Commitments breached, powers exceeded
WikiLeaks claims its source believes this issue raises serious policy questions that need to be debated in public.
Not least among these will be the accusation that the CIA breached former President Barack Obama’s administration commitment to disclose all serious vulnerabilities, exploit, bugs or zero days to technology companies and US-manufacturers.
For example, specific CIA malware revealed in ‘Year Zero’ is able to penetrate, infest and control both the Android phone and iPhone software that runs or has run presidential Twitter accounts. However, the CIA has kept these vulnerabilities concealed meaning the phones remain hackable.
Google has declined to comment on the allegations, according to the BBC, but in a more detail statement, Apple said “While our initial analysis indicates that many of the issues leaked today were already patched in the latest iOS, we will continue work to rapidly address any identified vulnerabilities.”
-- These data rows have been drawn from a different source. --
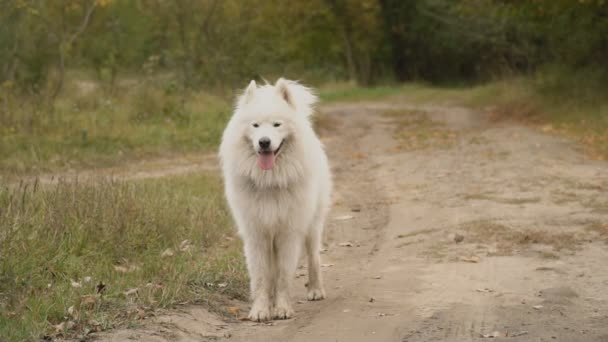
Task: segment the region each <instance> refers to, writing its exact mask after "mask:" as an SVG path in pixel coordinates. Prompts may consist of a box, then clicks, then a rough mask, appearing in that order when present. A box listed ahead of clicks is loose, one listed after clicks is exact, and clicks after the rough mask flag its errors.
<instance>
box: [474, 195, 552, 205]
mask: <svg viewBox="0 0 608 342" xmlns="http://www.w3.org/2000/svg"><path fill="white" fill-rule="evenodd" d="M464 199H465V200H477V201H491V202H496V203H501V204H511V205H522V204H528V203H538V202H540V201H541V199H540V197H520V198H507V197H500V196H496V195H494V194H491V193H473V194H466V195H464Z"/></svg>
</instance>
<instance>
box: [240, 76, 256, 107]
mask: <svg viewBox="0 0 608 342" xmlns="http://www.w3.org/2000/svg"><path fill="white" fill-rule="evenodd" d="M257 89H258V85H257V84H256V83H255V81H254V80H251V82H249V85H248V86H247V88H246V89H245V91H244V92H243V95H241V101H240V102H241V103H247V102H249V101H251V99H252V98H253V96H254V94H255V91H256V90H257Z"/></svg>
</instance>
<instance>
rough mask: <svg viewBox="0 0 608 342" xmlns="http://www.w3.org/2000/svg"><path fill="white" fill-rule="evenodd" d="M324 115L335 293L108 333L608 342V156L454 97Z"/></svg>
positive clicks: (121, 330)
mask: <svg viewBox="0 0 608 342" xmlns="http://www.w3.org/2000/svg"><path fill="white" fill-rule="evenodd" d="M400 108H401V109H400ZM396 109H397V110H405V111H408V112H410V111H412V109H415V110H416V113H415V115H418V116H419V115H423V116H424V117H425V118H430V119H431V120H432V122H433V126H432V130H431V131H429V136H427V137H423V138H421V139H422V142H423V143H422V144H421V143H420V141H418V142H413V143H412V142H411V141H409V140H407V139H408V138H407V135H406V138H405V140H402V139H396V138H395V136H394V131H395V127H397V126H398V125H400V127H401V128H402V129H405V131H406V132H407V130H408V129H409V128H408V127H410V126H411V125H413V123H416V122H418V121H420V120H418V121H417V120H412V122H413V123H408V122H405V123H404V122H403V121H402V120H401V119H395V118H393V117H389V116H387V115H383V113H385V112H387V111H390V110H396ZM323 111H324V112H326V113H327V114H328V115H330V116H331V117H332V118H333V119H335V120H332V121H335V127H333V129H332V130H333V132H335V133H334V134H333V135H332V136H329V137H328V138H327V139H326V144H327V147H328V152H329V155H330V160H331V161H332V164H333V166H334V174H335V180H336V196H335V204H334V207H333V211H332V213H331V218H330V220H329V224H328V226H327V228H326V238H325V243H326V248H327V251H326V252H325V253H324V255H323V263H326V264H331V265H333V266H329V267H325V268H323V271H324V277H325V283H326V290H327V294H328V299H326V300H324V301H321V302H306V301H305V290H304V283H305V278H306V277H305V276H300V277H298V279H296V284H295V285H294V286H295V287H296V288H295V289H294V291H293V293H294V296H295V298H294V301H297V302H298V304H296V311H297V313H296V317H295V318H294V319H291V320H287V321H275V322H272V323H270V324H255V323H252V322H239V321H225V320H222V319H220V318H218V317H216V316H214V315H213V314H210V313H208V312H206V311H205V310H203V309H201V308H199V307H195V308H188V309H186V310H183V311H181V312H178V313H173V314H168V315H161V316H159V317H157V318H155V319H154V320H152V321H150V322H148V323H147V324H144V327H142V328H141V329H139V330H120V331H114V332H111V333H110V334H106V335H103V336H102V339H103V340H107V341H132V340H140V341H208V340H218V339H219V340H223V339H226V340H229V341H332V342H333V341H407V342H414V341H477V340H479V341H484V340H487V339H488V338H489V337H485V338H484V337H483V335H486V336H488V335H496V336H498V337H496V338H495V340H499V341H500V340H513V341H555V340H557V341H598V342H599V341H608V262H607V260H608V245H607V242H608V226H607V224H608V163H606V162H595V161H590V160H587V159H585V158H584V157H583V156H582V155H581V154H579V153H578V152H577V150H576V146H575V145H574V144H572V143H570V142H568V141H566V140H563V139H561V138H556V137H553V136H548V135H544V134H541V133H538V132H536V131H533V130H531V129H528V128H525V127H521V126H516V125H512V124H496V123H489V122H485V120H483V118H482V117H480V116H479V115H475V114H474V113H471V112H469V111H467V110H463V109H459V108H439V107H437V108H435V107H426V108H412V107H407V106H401V107H399V106H397V105H388V104H385V105H382V104H356V105H333V106H327V107H324V109H323ZM421 113H422V114H421ZM425 120H426V119H425ZM408 125H409V126H408ZM427 126H428V125H427ZM412 127H414V128H415V127H417V126H412ZM425 127H426V126H425ZM410 128H411V127H410ZM446 132H449V134H447V133H446ZM431 133H432V134H431ZM443 133H446V134H443ZM442 134H443V135H442ZM445 136H448V138H446V139H443V138H441V137H445ZM442 139H443V140H442ZM404 142H405V143H404ZM420 145H422V147H421V146H420ZM427 145H428V146H427ZM412 146H414V147H416V148H412ZM457 241H458V242H457ZM344 242H350V243H351V244H352V247H342V246H340V244H341V243H344ZM463 259H464V260H463ZM298 273H301V274H305V273H306V270H305V268H302V269H299V270H298ZM241 306H242V308H243V310H246V309H247V308H246V303H243V304H241Z"/></svg>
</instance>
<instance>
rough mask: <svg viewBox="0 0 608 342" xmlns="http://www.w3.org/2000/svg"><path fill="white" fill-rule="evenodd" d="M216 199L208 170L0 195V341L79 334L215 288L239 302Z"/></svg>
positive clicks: (230, 242) (226, 242)
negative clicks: (187, 173)
mask: <svg viewBox="0 0 608 342" xmlns="http://www.w3.org/2000/svg"><path fill="white" fill-rule="evenodd" d="M221 193H222V191H221V182H220V180H219V178H218V176H216V175H214V174H207V175H189V176H179V177H171V178H163V179H155V180H143V181H130V182H114V181H103V182H99V183H78V182H60V183H58V184H56V185H53V186H44V187H40V186H36V184H22V185H20V186H19V187H12V188H11V189H9V188H3V189H0V336H2V340H3V341H24V340H38V339H40V338H41V337H43V336H50V337H54V336H59V335H60V336H64V337H65V336H67V337H74V336H78V335H86V334H87V333H89V332H92V331H99V330H104V329H107V328H111V327H114V326H120V325H125V324H132V323H134V322H137V320H138V319H140V318H142V317H145V316H146V315H148V314H149V313H150V312H151V311H152V310H154V309H155V308H159V307H170V306H172V305H174V304H176V303H183V302H206V303H208V304H209V303H210V302H211V303H212V302H213V300H214V299H213V298H214V297H216V296H214V293H217V292H221V293H222V294H224V295H227V296H229V297H233V298H245V296H246V287H247V277H246V271H245V267H244V260H243V258H242V255H241V252H240V244H239V242H238V241H239V240H238V239H237V238H235V236H234V232H233V229H232V228H231V223H230V222H231V221H230V219H229V214H228V212H227V209H226V208H225V206H224V201H223V199H222V195H221ZM217 284H221V286H217Z"/></svg>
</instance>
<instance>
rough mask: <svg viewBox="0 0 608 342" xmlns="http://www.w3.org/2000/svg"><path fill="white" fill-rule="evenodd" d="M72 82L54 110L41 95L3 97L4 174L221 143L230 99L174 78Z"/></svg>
mask: <svg viewBox="0 0 608 342" xmlns="http://www.w3.org/2000/svg"><path fill="white" fill-rule="evenodd" d="M82 84H83V81H81V82H80V83H78V82H76V81H74V82H73V83H70V85H69V86H68V87H67V89H66V90H65V92H64V94H63V95H62V96H60V97H59V98H58V99H57V101H56V102H55V104H54V106H53V108H52V110H50V109H49V107H48V105H47V104H46V103H37V102H36V101H39V100H40V99H37V98H35V97H34V98H32V97H23V96H22V97H8V96H5V97H4V98H3V97H2V95H1V93H2V91H1V90H2V89H0V173H2V174H4V175H5V176H6V175H11V174H12V175H21V174H23V173H38V172H52V171H57V170H64V169H69V168H87V167H95V166H99V165H103V166H109V165H112V164H119V163H122V162H124V161H127V160H132V159H138V158H145V157H151V156H159V155H166V154H174V153H187V152H204V151H209V150H213V149H215V148H216V147H217V145H218V143H219V140H220V137H221V132H222V130H223V128H224V126H225V124H226V122H227V120H228V118H229V116H230V112H231V103H230V102H229V101H228V100H226V99H224V98H221V97H217V96H212V95H209V94H205V93H195V92H181V91H178V90H176V89H175V87H174V86H173V85H172V83H170V82H168V83H167V82H164V83H163V82H161V81H158V82H152V81H150V82H149V83H146V80H145V79H143V80H140V82H124V84H123V85H119V86H117V89H116V90H115V91H114V92H113V93H110V92H109V91H107V90H104V89H103V88H102V87H101V86H98V85H97V84H96V83H94V82H84V84H86V85H88V86H87V87H83V85H82Z"/></svg>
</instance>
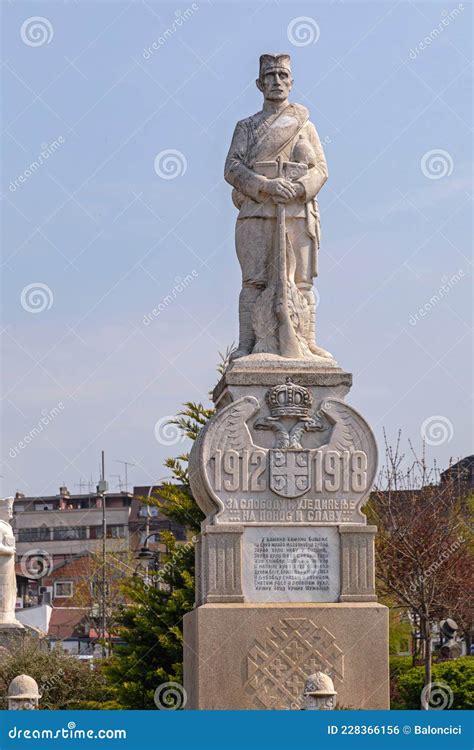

The company urges customers to download the latest iOS and ensure they have the most recent security update.
Sharing his reaction to the leaks in emailed comments to journalists, Lee Munson, security researcher at cyber-security advice company Comparitech.com, said: “Wikileaks’ disclosure of what it claims are wide-ranging CIA hacking tools is hardly likely to surprise anyone in the post-Snowden world we now live in.
Munson suggested that whether cyber weapons exist is immaterial and that citizens should be no more concerned about surveillance today than they were yesterday.
“While exploits across a range of devices and the ability to turn on cameras and microphones is a touch chilling, they’re nothing new, and anyone with real concerns should already be going about their business with those possibilities in mind,” Munson said.
“The really interesting aspect to this leak, however, is how the alleged cyber-spying tools all appear to have one thing in common – the need to acquire information over the wire.
“That means, for now at least, we can assume that messaging systems with strong end-to-end encryption are beyond the reaches of the security services; a win for everyone who is truly concerned about protecting their privacy today.”
Ian Hughes, an IoT analyst at research company 451 Research, told Internet of Business that, “in the security industry, many people already do not trust their devices, covering cameras, disconnecting cameras in TVs.”
Hughes does believe, however, that in making this public, WikiLeaks will make people more aware of the need for stronger personal security.